There's a lot of folks out there with lots to say on their blogs. I can't promise that anything I write won't be drivel, but if a few people seem to be encouraged that'll be enough for me.
A word of explanation about the description:
"Talking with friends about incarnating Jesus. Post-Protestant, pre-Constantine, paleo-orthodox, maximally contextualized, non-dogmatic, holistic."
"Post-protestant"- Christian factions, friction and fractions sadden God and give good reason to unbelievers to dislike the institutional church. If we all believe the Apostles' Creed literally, then lets back-burner our irrelevant surface differences and collaborate to transform the world with love!
"pre-Constantine"- The Roman Emperor Constantine early in the 300's AD legalized Christianity, freeing Christians from persecution (you know, being thrown to the lions, burnt as garden torches etc.) and quickly instituting Christianity as the official religion of the (declining) Roman Empire. Christians were increasingly hired into the civil service and church organizations increasingly were involved in the business of state. As a state religion mixing in to state affairs the Church lost a lot of its spiritual and moral authority and got more and more corrupt, leading to such debacles as the Crusades and the Inquisition. So I think a radical separation of the institutional church and state are crucial for maintaining a clear and pure love that unmistakably speaks of God's supernatural presence and intervention.
"paleo-orthodox" - this is a common term nowadays which by my understanding includes the idea of a more bare-bones Biblical theology that abstains from a lot of speculative systematic theologization that Christendom got bogged down in in later centuries. Specifically I define it as a reference or allusion to the Cappadocian Fathers, who were much taken with the co-indwelling of the three members of the Trinity, and of their drawing humankind (consisting of physical matter and animal life, yet in soul and spirit in the image of God), into this amazing co-indwelling. Jesus the man was absorbed into the Triune Godhead, and we in turn participate in a similar (though ontologically different) co-indwelling.

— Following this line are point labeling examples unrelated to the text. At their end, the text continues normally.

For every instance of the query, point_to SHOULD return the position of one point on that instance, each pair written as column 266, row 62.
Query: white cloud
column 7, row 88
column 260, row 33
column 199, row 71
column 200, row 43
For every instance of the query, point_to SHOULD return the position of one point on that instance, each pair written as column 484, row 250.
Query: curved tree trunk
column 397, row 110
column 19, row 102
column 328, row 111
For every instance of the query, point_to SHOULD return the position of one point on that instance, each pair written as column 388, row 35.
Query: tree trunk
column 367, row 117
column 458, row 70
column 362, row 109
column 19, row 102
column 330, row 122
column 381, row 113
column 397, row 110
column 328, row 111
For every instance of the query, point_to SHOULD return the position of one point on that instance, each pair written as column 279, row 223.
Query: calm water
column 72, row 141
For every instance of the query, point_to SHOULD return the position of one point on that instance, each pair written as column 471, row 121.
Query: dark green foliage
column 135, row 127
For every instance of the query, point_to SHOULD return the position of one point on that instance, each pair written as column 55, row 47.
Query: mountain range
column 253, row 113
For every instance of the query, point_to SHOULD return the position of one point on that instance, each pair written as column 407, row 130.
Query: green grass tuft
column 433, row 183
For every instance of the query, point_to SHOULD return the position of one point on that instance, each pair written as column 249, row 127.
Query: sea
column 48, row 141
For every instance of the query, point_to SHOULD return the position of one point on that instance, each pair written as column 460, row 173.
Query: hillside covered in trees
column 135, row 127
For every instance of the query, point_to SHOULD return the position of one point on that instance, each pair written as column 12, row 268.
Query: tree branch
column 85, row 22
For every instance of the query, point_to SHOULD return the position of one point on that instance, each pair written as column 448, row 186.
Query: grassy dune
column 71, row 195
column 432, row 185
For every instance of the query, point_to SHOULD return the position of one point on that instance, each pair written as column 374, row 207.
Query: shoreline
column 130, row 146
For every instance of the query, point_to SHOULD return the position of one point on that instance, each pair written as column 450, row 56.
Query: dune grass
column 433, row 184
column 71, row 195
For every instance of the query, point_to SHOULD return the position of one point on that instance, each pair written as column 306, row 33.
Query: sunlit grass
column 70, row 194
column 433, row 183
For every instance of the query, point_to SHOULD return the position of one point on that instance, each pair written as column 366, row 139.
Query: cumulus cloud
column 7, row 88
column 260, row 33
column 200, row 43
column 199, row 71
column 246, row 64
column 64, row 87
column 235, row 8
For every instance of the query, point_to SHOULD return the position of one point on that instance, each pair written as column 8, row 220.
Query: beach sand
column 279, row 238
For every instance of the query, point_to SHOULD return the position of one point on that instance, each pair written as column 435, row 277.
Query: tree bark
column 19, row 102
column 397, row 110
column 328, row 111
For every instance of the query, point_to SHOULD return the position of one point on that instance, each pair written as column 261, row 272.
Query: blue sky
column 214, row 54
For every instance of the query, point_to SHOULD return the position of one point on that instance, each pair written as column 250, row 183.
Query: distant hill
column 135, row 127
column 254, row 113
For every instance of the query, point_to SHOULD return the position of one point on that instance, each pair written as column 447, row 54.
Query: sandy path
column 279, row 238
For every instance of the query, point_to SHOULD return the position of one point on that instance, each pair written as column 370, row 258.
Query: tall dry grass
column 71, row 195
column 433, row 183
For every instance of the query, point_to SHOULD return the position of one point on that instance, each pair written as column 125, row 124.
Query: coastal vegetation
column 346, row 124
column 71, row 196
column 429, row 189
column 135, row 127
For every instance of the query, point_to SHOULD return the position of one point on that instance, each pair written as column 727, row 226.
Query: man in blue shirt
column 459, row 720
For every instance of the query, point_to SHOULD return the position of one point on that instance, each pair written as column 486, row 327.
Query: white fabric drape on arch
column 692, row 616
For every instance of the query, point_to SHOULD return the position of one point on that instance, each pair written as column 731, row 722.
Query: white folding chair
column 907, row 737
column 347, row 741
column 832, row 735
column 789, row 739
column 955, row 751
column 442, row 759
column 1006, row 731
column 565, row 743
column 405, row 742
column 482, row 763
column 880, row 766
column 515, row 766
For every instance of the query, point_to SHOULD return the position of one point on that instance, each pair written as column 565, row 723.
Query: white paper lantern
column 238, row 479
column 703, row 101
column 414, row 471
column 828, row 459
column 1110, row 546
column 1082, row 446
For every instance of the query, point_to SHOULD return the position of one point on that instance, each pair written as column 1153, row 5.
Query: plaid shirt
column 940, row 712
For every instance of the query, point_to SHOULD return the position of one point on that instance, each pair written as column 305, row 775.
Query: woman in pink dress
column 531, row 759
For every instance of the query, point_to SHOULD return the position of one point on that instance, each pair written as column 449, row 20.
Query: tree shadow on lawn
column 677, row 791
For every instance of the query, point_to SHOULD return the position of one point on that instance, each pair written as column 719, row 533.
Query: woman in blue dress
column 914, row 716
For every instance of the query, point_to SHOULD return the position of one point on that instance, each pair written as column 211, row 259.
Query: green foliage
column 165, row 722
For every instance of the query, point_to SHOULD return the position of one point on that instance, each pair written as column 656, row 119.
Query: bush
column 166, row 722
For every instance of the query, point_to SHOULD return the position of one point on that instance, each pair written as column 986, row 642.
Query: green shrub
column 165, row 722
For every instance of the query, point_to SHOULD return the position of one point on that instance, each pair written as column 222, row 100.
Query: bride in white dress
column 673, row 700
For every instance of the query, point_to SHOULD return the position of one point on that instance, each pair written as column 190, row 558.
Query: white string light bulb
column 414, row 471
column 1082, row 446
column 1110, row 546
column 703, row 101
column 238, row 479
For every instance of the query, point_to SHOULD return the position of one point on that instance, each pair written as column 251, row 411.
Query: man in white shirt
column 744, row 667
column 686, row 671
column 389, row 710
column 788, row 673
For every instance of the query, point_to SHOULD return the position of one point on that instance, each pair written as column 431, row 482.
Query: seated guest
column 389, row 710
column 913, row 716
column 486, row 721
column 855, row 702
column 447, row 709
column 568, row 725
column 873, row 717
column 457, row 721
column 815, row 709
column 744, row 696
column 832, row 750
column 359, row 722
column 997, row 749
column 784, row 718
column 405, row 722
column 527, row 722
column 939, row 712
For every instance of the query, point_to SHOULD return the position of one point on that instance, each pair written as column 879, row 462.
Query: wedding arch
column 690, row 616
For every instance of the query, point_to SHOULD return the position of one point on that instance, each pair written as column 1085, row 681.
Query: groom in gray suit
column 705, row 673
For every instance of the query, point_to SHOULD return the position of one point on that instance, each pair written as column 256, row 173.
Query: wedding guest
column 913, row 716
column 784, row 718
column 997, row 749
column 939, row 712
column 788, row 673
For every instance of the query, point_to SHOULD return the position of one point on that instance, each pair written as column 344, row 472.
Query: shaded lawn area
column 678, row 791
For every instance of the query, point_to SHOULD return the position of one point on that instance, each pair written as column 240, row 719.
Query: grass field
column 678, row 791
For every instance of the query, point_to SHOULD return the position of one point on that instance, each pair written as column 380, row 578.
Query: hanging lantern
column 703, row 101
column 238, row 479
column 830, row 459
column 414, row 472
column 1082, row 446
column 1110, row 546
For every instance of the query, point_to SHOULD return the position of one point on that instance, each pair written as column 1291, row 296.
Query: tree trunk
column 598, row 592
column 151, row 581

"maximally contextualized"- by this I mean that as intimacy with God through Christ spreads from culture to culture, the source culture should make sure the receptor culture is free to incarnate the life of Christ in their own culture without pressure to use culturally relative baggage from the source culture. So, in application, a viable society of Christians could base in a home or any other space such as a library, a community centre, cafe, condo lounge, pub, university whatever. And traditional Christianized words, symbols and traditions from the source culture all need to be critiqued for suitability before adopting in the new Christian community in the receptor culture.
"non-dogmatic"- in accord with Scripture (and many other human traditions) I confess that we humans know very little and greatly misplace our confidence in our ability to understand the universe, ourselves and God. Sages of the ages and across the humanities overwhelmingly realize that we culturally-bound humans usually project our culturally relative beliefs unto others when we should not. What I believe we need is a stance of radical humility, curiosity, openness, generosity and celebration in regards to the positions and worldviews of others. We need to tolerate and celebrate our differences if we are going to collaborate in God's loving transformation of the world.
"holistic"- scholars (not me!) of ancient Hebrew language and culture have found that God created humankind an indivisible unity. In recent centuries thinkers have realized that it was pagan Greek thought that introduced to Christian theology the idea of a three distinct pieces: body, soul and spirit. Scriptures teach the inherent and intrinsic eternal value of the physical creation. Scripture teaches that this world will be renovated and last forever as the home of a re-created humanity (Isaiah 65:17; 2 Peter 3:13; Revelation 21:1). Christ cared for the whole person, not just invisible spirits. Our destiny is not wearing white night gowns floating amongst the clouds playing harps. No, we are forever creatures inseparable from the biosphere. Eternal life will be bodily life in a real world. Scripture pounds home again and again that God's true love ministers to people's physical and emotional needs. Linguistics tells us that the majority of our communication is non-verbal. To communicate God's love incarnate through us then we need to attend to our hurting neighbours' physical, mental, emotional and social needs- to manifest a limited fulfillment of God's loving transformation of the created order.
Well I actually would like more of a collaborative creative writing enterprise. I was listening to CBC radio while driving across the prairies and heard about a guy writing 24 books in a year at the biggest bookstore franchise. He said he wished people would come up to him and interrupt him and chat, but they don't. So I imagined myself going up to him to chat and looking at what he was writing, and then I imagined I would want to contribute to what he was writing. And that was when I thought of a wiki for collaborative writing. Well I suppose there's every likelihood of quite a few sites like that already. But anyways we'll try the medium of blogging first but maybe we'll have to migrate to a wiki or discussion forum...?
But anyways I'll be posting random ideas, thoughts, rants, book reviews, experiences and proposals for social action. I really look forward to your comments and I'd be happy to extend author rights as well to any who are interested.